Muchas fueron las hazañas que protagonizó este genio de los complementos a lo largo de su vida. Para empezar, experimentó con todo tipo de materiales y esculpió varios tipos de tacón, lo que pronto le hizo destacar en el mundo de la moda. Su idea de las suelas compensadas, sus sandalias de plástico transparentes y sus zapatos joya fueron sólo algunas de las ideas que le encumbraron.

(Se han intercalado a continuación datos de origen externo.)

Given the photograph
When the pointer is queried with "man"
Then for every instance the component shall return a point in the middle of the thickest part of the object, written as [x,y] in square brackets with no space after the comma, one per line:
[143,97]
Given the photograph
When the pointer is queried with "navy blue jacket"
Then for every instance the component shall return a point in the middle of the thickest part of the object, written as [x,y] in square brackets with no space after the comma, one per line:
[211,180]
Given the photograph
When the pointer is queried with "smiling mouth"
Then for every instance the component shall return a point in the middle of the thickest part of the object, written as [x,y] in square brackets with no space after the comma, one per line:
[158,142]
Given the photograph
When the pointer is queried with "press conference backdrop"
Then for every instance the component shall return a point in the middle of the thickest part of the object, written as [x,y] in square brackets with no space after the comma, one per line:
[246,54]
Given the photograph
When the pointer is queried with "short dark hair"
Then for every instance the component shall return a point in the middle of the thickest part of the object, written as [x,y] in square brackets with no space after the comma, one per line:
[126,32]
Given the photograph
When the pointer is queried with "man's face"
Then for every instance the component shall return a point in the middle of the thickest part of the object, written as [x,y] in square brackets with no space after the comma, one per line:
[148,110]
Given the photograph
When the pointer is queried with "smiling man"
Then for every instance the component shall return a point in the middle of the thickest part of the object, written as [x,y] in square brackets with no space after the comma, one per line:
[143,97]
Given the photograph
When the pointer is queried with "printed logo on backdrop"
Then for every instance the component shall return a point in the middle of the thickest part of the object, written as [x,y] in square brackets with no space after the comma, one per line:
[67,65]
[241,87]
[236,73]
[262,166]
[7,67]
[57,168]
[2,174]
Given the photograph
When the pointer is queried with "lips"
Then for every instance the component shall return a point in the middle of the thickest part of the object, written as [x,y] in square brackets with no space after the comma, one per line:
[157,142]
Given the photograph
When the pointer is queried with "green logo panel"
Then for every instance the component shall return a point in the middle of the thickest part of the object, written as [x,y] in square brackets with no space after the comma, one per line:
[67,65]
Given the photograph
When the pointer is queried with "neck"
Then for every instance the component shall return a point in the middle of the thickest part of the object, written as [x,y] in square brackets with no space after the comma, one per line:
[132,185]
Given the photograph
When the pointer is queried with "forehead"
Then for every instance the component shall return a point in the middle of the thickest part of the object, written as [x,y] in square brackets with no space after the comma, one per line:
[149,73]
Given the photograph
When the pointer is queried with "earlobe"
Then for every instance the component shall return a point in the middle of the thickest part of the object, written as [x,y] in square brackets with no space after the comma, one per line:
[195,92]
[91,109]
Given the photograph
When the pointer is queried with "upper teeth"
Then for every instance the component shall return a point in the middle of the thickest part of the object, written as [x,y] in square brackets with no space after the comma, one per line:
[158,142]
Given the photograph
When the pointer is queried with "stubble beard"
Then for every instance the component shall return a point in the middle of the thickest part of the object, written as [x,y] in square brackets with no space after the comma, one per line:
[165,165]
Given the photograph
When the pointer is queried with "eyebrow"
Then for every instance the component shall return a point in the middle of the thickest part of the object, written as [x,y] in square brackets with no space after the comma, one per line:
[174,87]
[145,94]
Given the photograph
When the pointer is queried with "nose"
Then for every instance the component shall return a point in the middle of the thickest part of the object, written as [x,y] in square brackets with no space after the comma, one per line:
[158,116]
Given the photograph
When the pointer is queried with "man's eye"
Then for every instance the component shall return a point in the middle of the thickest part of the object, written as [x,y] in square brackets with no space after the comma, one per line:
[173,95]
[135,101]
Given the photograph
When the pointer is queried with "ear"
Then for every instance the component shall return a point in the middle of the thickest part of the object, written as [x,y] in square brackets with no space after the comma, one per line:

Todos los grandes de la moda querían trabajar con él, pero sólo unos pocos (Christian Dior, Yves Saint Laurent y Emanuel Húngaro) lo lograron.
Christian Dior fue el primero en hacerle una oferta profesional. El diseñador decidió incorporar una línea de calzado a su colección de alta costura y le propuso encargarse de ella. Fruto de esta alianza profesional nació, en 1954, una colección de zapatos fastuosa, que supuso el nacimiento del tacón de aguja. Sin duda, uno de los inventos más sexys y sofisticados de todos los tiempos.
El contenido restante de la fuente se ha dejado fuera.